14. Juli 2018: Kerzenlichtmahnwache vor dem Bahnhof in Hualien

Auch viele Regierungsbeamte nahmen an der Veranstaltung teil. Chen Jingfeng vom Hauptzentrum der Partei in Hualien sagte, dass „grundlegende Menschenrechte universell sind“. Er hoffte, dass die Menschen in Festlandchina auch bald ihren Glauben frei ausüben können.

Die ehemalige Schuldirektor Liao Weicheng fordert, dass Jiang Zemin wegen der Verfolgung von Falun Gong vor Gericht gestellt wird.

Der ehemalige Schuldirektor Liao Weicheng praktiziert seit 15 Jahren Falun Gong. „Früher war ich immer sehr gereizt und meine ganze Familie war wegen mir unglücklich. Das Praktizieren von Falun Gong hat alles verändert, daher unterstützt mich meine Familie sehr.“ Er sagte, dass die Prinzipien von Falun Gong ihm auch in seinem Beruf geholfen hätten, so dass er die Schüler besser verstehen und mehr Rücksicht auf andere nehmen konnte.

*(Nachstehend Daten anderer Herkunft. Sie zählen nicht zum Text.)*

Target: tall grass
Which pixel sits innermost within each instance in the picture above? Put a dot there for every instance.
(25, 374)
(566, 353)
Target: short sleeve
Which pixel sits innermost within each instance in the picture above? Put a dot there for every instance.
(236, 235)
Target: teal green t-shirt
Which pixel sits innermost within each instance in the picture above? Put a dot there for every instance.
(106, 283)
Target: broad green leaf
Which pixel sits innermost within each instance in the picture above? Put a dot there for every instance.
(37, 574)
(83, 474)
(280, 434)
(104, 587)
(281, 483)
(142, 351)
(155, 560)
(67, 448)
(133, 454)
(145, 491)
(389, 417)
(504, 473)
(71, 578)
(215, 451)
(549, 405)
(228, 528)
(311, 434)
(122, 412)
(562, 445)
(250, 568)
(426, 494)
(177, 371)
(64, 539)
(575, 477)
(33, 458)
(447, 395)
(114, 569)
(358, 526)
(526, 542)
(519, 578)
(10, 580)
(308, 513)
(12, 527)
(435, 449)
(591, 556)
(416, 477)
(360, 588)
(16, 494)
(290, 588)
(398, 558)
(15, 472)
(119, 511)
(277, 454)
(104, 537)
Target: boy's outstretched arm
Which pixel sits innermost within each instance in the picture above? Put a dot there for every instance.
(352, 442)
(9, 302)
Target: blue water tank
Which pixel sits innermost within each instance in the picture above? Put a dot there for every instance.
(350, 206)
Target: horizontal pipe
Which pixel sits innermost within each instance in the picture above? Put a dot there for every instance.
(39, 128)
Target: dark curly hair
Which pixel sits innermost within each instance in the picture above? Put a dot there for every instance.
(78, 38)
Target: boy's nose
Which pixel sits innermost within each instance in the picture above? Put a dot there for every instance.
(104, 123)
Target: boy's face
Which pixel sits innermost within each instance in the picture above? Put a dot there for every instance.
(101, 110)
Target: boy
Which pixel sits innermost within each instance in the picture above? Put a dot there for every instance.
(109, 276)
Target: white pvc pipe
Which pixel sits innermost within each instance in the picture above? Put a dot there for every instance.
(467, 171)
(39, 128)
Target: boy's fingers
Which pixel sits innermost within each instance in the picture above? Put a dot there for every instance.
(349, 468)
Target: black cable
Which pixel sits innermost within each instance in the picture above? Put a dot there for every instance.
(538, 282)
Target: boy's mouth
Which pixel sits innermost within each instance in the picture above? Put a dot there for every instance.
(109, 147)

„Falun Gong hilft sowohl den Praktizierenden als auch der Gesellschaft, ihre Moral zu erhöhen. Die systematische Verfolgung hat zum Tod von Tausenden von Praktizierenden, zu sehr vielen zerbrochenen Familien und sogar zu Organraub geführt. 19 Jahre sind vergangen und es ist Zeit, dieses Verbrechen zu beenden“, sagte er.